LS : Quand le lien entre HTAP et coupe faim a-t’-il été fait?

Dr Frachon : Dés les années 1970, avec la consommation d’Aminonrex en Suisse, Autriche, Allemagne. Il y a eu une importante épidémie d’Hypertension Artérielle Pulmonaire très grave rapportée à l’Aminorex. L’Aminorex a été retiré du marché. Cela a marqué les esprits et donné lieu à une première réunion internationnale sur l’HTAP.

LS: Quid des liens entre Médiator et Hypertension Artérielle Pulmonaire?

Dr Frachon: Pour l’Isoméride nous savons que le risque statistique est d’environ 1 personne malade sur 10 000 exposées. On ne sait pas quel est le niveau de risque car le Médiator et l’Isoméride font partie de la même classe de médicaments. Dés les années 1975, il y a eu des cas d’HTAP chez des personnes qui avaient pris ces deux médicaments en même temps. Le premier cas d’HTAP lié uniquement au Médiator a été recencé en 1999. Depuis, 85 cas sont en cours d’évaluation mais nous ne les avons sûrement pas tous identifiés.

LS : Pourquoi ces médicaments ont de tels effets?

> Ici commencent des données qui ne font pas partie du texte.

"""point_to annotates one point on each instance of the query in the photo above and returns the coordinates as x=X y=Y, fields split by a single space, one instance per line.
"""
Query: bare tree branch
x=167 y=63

Dr Frachon : Tous ces médicaments ont une structure commune, celle de l’Amphétamine. Quand on absorbe un comprimé, il se forme dans l’organisme le même métabolisme toxique, au même moment, qui aboutit à la constitution des Norfenfluramine. Ce poison se fixe sur les valves du cœur ou les vaisseaux du poumons pour les abîmer.

LS : Se pose la question d’autres médicaments qui pourraient être facteur de risque HTAP…

Dr Frachon : Il y a récemment un médicament efficace contre la Leucémie Myéloide Chronique qui a été incriminé dans la survenue de cas d’HTAP: le Sprycel. Bien sûr, il faut bien voir le rapport entre le bénéfice des médicaments incriminés et leur risque. Lorsque le médicament est peu efficace voir inefficace, son retrait est logique, comme cela a été le cas du Médiator et les coupe-faims Isomeride et Ponderal. Le professeur Marc Humbert fait un travail avec sa cohorte de patients afin de voir si d’autres médicaments pourraient être responsable d’HTAP. Il faut en effet rester très vigilant car c’est une maladie grave.